In Michele Riml’s Rage, winner of the 2005 Sydney Risk Prize and 2008 winner of the Jessie Richardson Award, an after school counseling session unexpectedly turns into a blood-chilling ‘duel’ between a disturbed, radical student and his New Age, pacifist guidance counselor, Laura. Disillusioned with life and day to day existence Raymond, who prefers to be called Rage, decides to take extreme measures to voice his frustration and uses his father’s gun to help him in his quest. Well-read, articulate, and intelligent, able to control his emotions and pre-calculate his moves, he shuns the option of random shooting and instead singles out the guidance counselor to hear him out, respond to his arguments, and determine his fate.
Threatened with school expulsion, disappointed with school politics and hypocrisy of both teachers and parents, the suicidal teenager usurps Laura’s attention to defend his behavior and convictions, challenging the education system and the counselor’s personal values in the process.
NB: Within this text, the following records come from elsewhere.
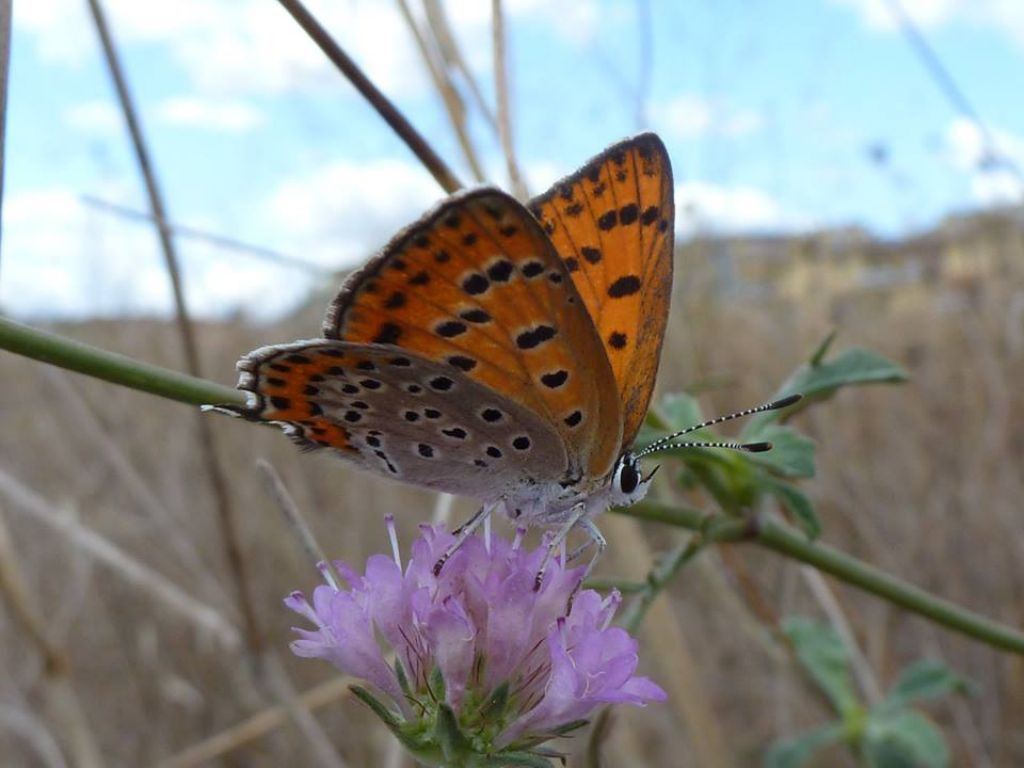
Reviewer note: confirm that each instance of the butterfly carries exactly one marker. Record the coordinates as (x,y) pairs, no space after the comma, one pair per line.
(496,350)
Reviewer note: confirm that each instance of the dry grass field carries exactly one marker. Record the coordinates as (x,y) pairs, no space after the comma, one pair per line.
(104,502)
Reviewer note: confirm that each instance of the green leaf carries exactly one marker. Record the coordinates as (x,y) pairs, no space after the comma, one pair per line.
(795,752)
(797,503)
(380,710)
(792,454)
(680,411)
(851,367)
(823,656)
(904,739)
(823,347)
(455,745)
(505,759)
(923,681)
(818,380)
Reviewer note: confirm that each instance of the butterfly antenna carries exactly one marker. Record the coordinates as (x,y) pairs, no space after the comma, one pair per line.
(754,448)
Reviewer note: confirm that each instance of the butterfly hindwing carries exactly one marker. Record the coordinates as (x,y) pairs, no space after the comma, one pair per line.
(476,288)
(611,222)
(399,415)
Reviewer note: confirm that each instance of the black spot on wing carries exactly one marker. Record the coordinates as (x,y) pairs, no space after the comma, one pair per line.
(625,286)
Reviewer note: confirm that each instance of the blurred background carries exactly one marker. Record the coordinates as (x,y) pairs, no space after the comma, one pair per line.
(849,165)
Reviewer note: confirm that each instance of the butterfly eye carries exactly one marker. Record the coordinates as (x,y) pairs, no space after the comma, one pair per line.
(629,477)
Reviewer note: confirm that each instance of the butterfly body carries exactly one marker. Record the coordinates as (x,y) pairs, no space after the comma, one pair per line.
(496,351)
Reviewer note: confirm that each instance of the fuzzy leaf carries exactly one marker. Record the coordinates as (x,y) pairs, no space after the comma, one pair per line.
(505,759)
(792,454)
(823,656)
(795,752)
(925,680)
(904,739)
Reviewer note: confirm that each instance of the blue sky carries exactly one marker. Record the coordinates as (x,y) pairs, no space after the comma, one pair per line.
(779,117)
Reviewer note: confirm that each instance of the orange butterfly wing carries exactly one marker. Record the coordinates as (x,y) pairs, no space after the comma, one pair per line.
(475,285)
(612,224)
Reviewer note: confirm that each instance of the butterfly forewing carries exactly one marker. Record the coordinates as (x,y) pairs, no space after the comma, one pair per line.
(611,222)
(476,288)
(400,416)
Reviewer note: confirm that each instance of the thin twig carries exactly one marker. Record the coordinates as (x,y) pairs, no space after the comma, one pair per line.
(837,617)
(452,53)
(5,13)
(259,725)
(454,104)
(313,736)
(174,532)
(210,460)
(180,230)
(670,644)
(784,541)
(502,96)
(378,100)
(201,615)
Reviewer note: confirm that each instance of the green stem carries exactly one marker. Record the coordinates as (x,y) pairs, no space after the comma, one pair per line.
(781,539)
(111,367)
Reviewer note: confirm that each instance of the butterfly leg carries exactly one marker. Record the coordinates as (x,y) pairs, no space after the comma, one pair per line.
(596,539)
(574,517)
(463,532)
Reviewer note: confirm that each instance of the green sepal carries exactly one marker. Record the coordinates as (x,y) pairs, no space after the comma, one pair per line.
(793,753)
(411,737)
(436,685)
(561,730)
(496,704)
(503,759)
(453,742)
(796,502)
(399,672)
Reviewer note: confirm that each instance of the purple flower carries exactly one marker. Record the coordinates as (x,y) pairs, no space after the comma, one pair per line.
(477,650)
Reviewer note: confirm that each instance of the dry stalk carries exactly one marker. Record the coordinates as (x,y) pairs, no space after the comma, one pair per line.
(203,616)
(502,96)
(450,94)
(209,750)
(668,644)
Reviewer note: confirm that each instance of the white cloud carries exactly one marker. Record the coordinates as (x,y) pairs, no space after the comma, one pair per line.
(339,214)
(702,207)
(65,260)
(94,118)
(254,46)
(1004,15)
(993,179)
(689,117)
(225,116)
(879,14)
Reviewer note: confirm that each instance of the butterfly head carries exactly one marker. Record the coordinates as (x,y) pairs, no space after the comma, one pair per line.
(627,485)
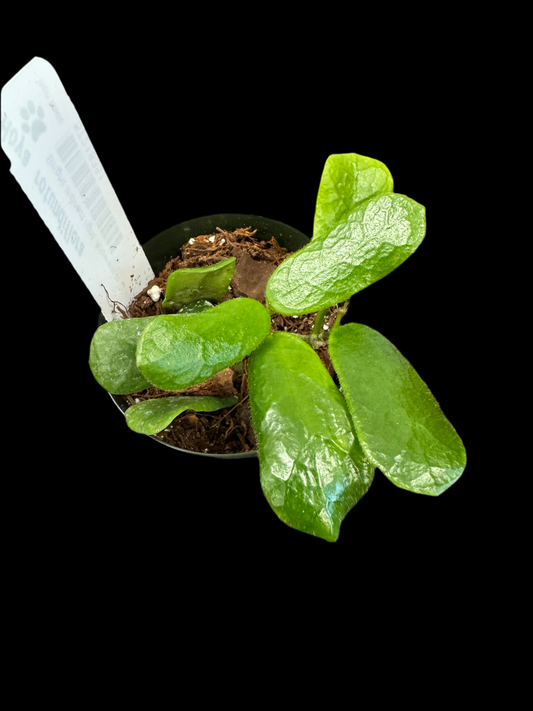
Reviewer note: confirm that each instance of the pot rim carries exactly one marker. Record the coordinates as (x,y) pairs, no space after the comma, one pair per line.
(189,226)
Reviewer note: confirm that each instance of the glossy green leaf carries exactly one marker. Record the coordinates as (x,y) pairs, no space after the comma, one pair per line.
(151,416)
(113,352)
(196,307)
(177,351)
(376,238)
(313,470)
(347,180)
(198,283)
(399,423)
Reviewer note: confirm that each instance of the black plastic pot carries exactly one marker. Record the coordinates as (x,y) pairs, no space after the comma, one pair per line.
(167,244)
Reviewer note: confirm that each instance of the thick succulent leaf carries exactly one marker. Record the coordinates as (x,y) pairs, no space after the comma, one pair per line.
(376,238)
(196,307)
(113,352)
(151,416)
(347,180)
(313,470)
(198,283)
(180,350)
(399,423)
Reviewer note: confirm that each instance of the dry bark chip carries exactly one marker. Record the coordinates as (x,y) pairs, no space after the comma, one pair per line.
(251,277)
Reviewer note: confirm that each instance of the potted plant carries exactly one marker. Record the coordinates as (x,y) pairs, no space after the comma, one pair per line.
(318,444)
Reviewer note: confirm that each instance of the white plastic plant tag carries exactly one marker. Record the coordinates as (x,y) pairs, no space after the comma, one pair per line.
(55,163)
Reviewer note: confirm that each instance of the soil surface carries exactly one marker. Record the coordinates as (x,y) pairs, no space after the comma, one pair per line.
(226,431)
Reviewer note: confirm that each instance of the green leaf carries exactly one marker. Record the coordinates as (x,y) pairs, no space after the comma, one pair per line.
(399,423)
(112,355)
(376,238)
(313,470)
(347,180)
(196,307)
(181,350)
(198,283)
(151,416)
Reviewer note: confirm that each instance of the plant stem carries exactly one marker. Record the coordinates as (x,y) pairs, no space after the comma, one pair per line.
(319,320)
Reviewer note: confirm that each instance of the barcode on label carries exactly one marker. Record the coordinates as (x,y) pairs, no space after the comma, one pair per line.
(82,176)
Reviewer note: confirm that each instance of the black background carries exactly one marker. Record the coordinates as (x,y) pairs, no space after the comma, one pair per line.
(179,140)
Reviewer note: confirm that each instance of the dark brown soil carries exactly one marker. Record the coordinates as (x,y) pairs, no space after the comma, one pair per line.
(229,430)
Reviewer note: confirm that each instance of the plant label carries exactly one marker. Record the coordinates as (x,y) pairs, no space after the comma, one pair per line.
(54,161)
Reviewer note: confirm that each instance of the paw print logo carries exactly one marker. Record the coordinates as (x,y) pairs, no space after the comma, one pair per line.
(33,120)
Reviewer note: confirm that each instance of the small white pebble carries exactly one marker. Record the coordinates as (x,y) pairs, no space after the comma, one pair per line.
(154,293)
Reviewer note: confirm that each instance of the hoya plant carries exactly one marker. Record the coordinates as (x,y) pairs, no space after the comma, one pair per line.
(318,445)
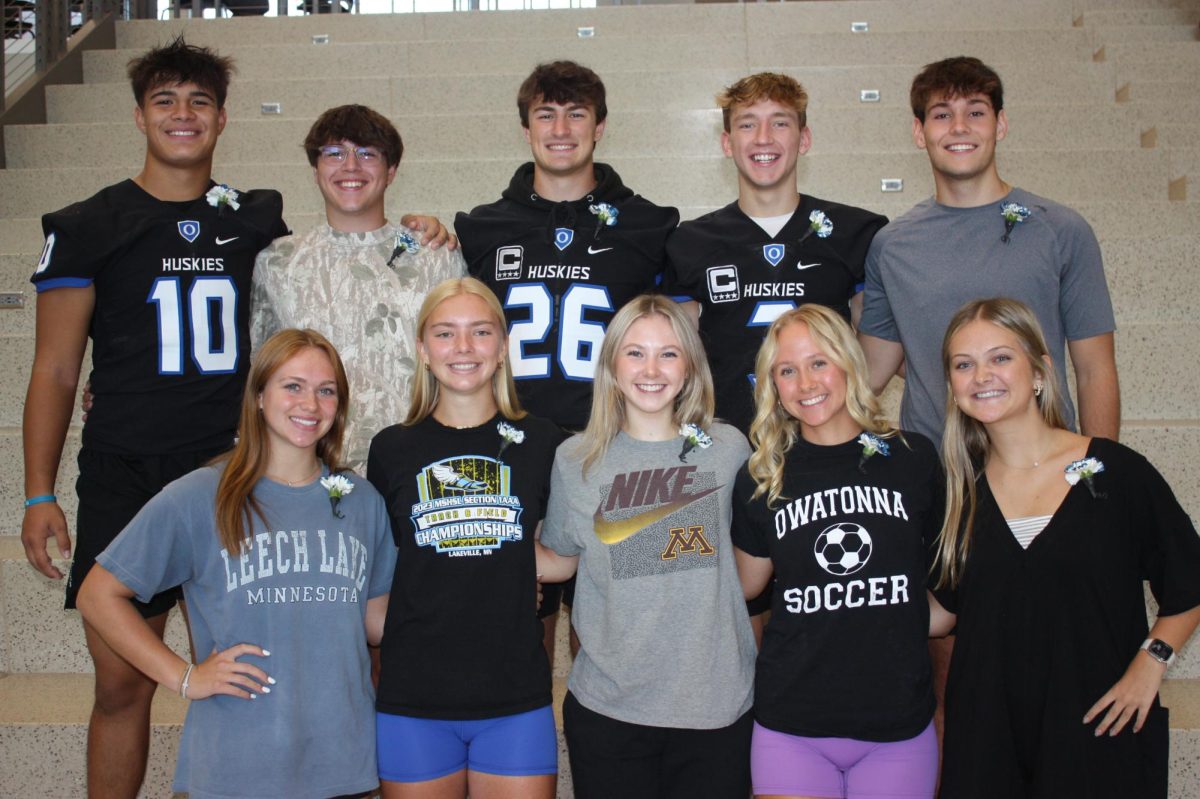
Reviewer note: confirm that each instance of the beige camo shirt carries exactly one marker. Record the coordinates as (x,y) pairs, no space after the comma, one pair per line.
(340,284)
The gun he produces and later hands over to his ‘prisoner’ becomes a devilish tool in a life and death struggle of two desperate opponents. Does a pacifist abandon her ‘being peace’ attitude she lives by, and turn violent? Does the Hitler’s sympathizer end up annihilating a human being representing all he despises and rejects? The play’s intense and compelling plot and a provocative dialog will keep you on the edge of your seat, forcing you to think deeply and examine your own values in relation to the issues of peace, happiness, violence and gun control.
For a pupil to harm a teacher is generally regarded as a rare and deeply disturbing phenomenon. However, as the available data demonstrates, student violence against educators has become a common occurrence across the American schools. “Teacher victimization is a nation crisis” according to Dr. Dorothy Espelage of the University of Illinois at Urbana-Champaign, who has presided over the American Psychology Association’s Task force on Classroom Violence Directed at Teachers. When interviewed by Tim Walker from the National Education Association in February 2013, Dr. Espelage confirmed that according to the 2011 study, 80 percent of teachers surveyed were victimized at school at least once in a current or prior school year. Such common occurrences give rise to potential ultra-violent behaviors, such as usage of weapons against teachers and fellow students, as illustrated by the tragic trail of school shootings in the US.
The growing and death bearing crisis calls for strong and effective measures to protect both students and teachers, especially when, as Tim Walker reports,”The issue is generally ignored, down played or at least under-reported by media” and as such poses a growing threat to the safety of school staff and students. With about one –quarter of teachers experiencing physical attacks, the survey emphasizes an urgent need for increased training and vigilance in monitoring violent behavior against school personnel, a result begging for immediate implementation and on-going assessment. Since the 2011 study, the US President has put forward a proposal for a wide-ranging plan – called ‘Now is the time’- to aid in protecting schools and communities by reducing gun violence and increasing resources to schools.
While preventative measures are being developed and introduced, plays like Rage are crucial in exposing the issue to the public and emphasizing the gravity of the crisis. Extreme danger calls for extreme action. Riml, fully aware of the urgency of the situation, takes a bold approach leaving subtlety out, which may be regarded as too intimidating by some, especially those preferring to be told about violence and not confronted with it. Not afraid of ‘rocking the boat’, instead of keeping the gun hidden from audience’s eyes Riml gives it a ‘life’ and a full exposure. The graphic presence of the weapon and the way it is used in the play in front of the live audience is part of Rimi’s strategy and her attempt to break us out of our comfort zone and show us the danger for what it really is – another life about to be lost.
Ambassador Theater’s production, directed by Helen Hayes Award winner Joe Banno, featuring Ariana Almajan (Laura Whalen) and Marlowe Vilchez (Raymond Stitt), aims to turn Riml’s vision into reality with force and conviction. The rehearsals are underway and already the characters and their opposing view points come to life with all the tension and escalating danger intended. The actors move the story forward with passion, fast becoming the characters they play, getting lost in the souls and minds of an aggressive student and a pacifist teacher fighting a battle none of them can really win.
*Michele Riml is a critically acclaimed playwright from Vancouver, British Columbia. Her plays have been widely produced across Canada. They include Miss Teen, Under the Influence, Poster Boys, RAGE, Souvenirs, On the Edge, The Amaryllis and Henry and Alice: Into the Wild, the sequel to Sexy Laundry which has been translated and produced in Poland, Germany, New Zealand, Iceland, Mexico and the USA. Her plays for young audiences include, RAGE (also translated into French), The Skinny Lie, The Invisible Girl, and Tree Boy (also translated into German). Michele was nominated for the 2008 Siminovitch Prize. She is represented by Colin Rivers at Marquis Entertainment in Toronto, Canada.